Так проходили недели. По нескольку раз в день приезжали поезда с солдатами и орудиями. Но вместе с тем, одна коммунистка сказала Д., что предполагает скоро эвакуироваться в Киев. Такие сообщения поддерживали нас в нашем отчаянии.
Артиллерийские бои бывали все чаще и сильней. Дороговизна росла. Соль почти совсем исчезла. Бывали дни, когда за фунт требовали 1800 рублей советскими. За соль крестьяне давали картофель, сало, молочные продукты. К несчастью соседние деревни были бедные, к тому же их разоряли постоянные постои. В один из самых неприятных дней, когда мы не имели ни хлеба, ни картофеля, мне удалось достать за фунт соли пуд картофеля в ближайшей деревне. Я его пронесла на спине около 2-х верст. Как ни непривычно было это занятое для горожанки, я все-таки предпочитала это или даже советскую службу — полному бездействию. В такие минуты наше отчаяние выражалось в ссорах, упреках.
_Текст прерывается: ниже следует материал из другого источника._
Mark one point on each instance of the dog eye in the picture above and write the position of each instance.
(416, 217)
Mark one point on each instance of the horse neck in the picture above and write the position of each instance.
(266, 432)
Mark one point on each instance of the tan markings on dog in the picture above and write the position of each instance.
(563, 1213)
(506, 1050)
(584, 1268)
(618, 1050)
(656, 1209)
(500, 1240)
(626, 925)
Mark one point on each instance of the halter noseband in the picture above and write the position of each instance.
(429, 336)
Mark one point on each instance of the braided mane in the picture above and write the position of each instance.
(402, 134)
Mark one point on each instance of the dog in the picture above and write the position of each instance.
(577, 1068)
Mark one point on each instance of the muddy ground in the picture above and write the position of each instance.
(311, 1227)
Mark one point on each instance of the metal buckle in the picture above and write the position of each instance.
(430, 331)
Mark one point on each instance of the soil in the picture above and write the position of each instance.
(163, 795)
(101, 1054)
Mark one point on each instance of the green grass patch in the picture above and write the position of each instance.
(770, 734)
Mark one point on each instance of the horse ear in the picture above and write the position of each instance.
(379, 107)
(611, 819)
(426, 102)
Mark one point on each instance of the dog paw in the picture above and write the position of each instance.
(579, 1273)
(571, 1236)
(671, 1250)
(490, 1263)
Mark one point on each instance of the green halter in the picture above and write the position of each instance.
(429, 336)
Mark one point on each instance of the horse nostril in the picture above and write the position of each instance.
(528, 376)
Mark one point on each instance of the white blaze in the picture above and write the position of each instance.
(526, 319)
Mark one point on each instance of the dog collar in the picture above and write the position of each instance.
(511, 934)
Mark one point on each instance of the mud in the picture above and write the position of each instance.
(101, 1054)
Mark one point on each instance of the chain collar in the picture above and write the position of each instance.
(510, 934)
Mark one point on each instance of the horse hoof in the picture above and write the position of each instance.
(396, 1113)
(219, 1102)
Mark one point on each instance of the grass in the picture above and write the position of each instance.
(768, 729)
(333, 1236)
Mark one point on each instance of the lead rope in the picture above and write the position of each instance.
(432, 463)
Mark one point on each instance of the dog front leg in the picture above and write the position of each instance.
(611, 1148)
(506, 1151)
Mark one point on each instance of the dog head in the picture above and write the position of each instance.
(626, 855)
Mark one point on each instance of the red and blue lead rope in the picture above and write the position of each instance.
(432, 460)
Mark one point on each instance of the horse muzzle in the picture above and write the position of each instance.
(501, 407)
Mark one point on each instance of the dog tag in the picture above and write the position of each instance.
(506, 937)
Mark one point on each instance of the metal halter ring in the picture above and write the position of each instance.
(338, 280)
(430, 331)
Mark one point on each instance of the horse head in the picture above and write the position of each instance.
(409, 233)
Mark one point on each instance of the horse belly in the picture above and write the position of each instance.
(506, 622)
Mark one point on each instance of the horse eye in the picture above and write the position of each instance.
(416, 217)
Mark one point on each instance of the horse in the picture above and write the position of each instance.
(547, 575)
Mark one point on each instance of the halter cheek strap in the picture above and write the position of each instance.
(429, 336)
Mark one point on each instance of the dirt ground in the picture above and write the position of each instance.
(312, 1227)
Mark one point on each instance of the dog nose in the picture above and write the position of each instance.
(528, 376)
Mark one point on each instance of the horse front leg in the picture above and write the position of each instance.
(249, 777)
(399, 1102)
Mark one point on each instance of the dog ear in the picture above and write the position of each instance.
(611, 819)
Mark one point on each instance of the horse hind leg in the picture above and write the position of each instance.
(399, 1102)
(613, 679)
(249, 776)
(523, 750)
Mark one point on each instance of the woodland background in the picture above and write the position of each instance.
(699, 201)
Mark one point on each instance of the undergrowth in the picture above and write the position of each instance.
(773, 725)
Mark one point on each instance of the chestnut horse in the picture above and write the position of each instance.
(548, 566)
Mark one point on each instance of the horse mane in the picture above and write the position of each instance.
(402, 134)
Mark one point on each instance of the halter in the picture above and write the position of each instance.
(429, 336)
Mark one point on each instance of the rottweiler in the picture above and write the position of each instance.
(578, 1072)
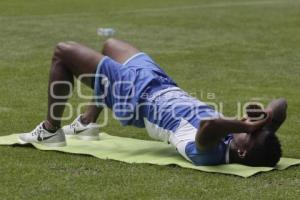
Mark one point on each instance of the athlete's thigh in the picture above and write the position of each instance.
(80, 59)
(119, 50)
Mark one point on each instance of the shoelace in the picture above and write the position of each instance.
(37, 131)
(74, 125)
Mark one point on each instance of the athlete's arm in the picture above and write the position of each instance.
(211, 131)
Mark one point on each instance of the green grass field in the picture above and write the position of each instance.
(237, 50)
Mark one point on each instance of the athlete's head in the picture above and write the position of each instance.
(261, 148)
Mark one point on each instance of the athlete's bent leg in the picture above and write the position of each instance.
(119, 51)
(69, 59)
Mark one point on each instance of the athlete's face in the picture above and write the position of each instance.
(243, 143)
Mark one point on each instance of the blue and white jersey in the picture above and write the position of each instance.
(141, 94)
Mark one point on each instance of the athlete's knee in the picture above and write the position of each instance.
(109, 44)
(63, 48)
С течением времени я снова начала делать планы бегства. Я надеялась воспользоваться одним из объездов по уезду, которые должна делать заведующая библиотечным отделом. Представлялся также случай поехать Днепром в Жлобин. Эта станция была главным местом переправ через границу; так ехали в Польшу беглецы из Великороссии.
В Р. кроме нас застряли еще киевляне, приехавшие позже. Я хотела присоединиться к ним, но не успела. Им же не повезло; они благополучно добрались до места назначения (избежав, благодаря взятке, обыска на пароходе), но не могли выехать дальше, так как под Жлобиным начались бои. Но он так и не был взят, и наши друзья выбрались, за границу только после долгих мытарств.
Первого мая было большое торжество, не только для большевиков, но и для нас: мы узнали о взятии Житомира. Шествие с красными знаменами было испорчено; прилетел польский аэроплан, и брошенные с него бомбы испугали шествующих.
Вечером персонал санитарного поезда, стоявшего около нас, устроил концерт. Больше всего времени заняли речи. Наиболее толковую произнес рабочий Котов, бывший слушатель рабочего университета Зиновьева. Он старался объяснить нам, что вся история вела человечество к коммунистическому строю. Он сознавался, что жизнь в России ужасна, но уверял нас, что это переходное время, эпоха разрушения старого. С началом творчества все будет великолепно. — «Сначала успокоение, потом реформы». — Но он держался корректно. После него выступил фанатик. Сначала он заставил нас, стоя, петь интернационал, затем посыпались обычные ругательства: «золотопогонная, белогвардейская сволочь, мерзавцы паны, подлая буржуазия» и т.д. Но между двумя ругательствами, он сообщил нам, что Житомир в польских руках. Снова мелькнула надежда; поляки могли продвинуться до Днепра.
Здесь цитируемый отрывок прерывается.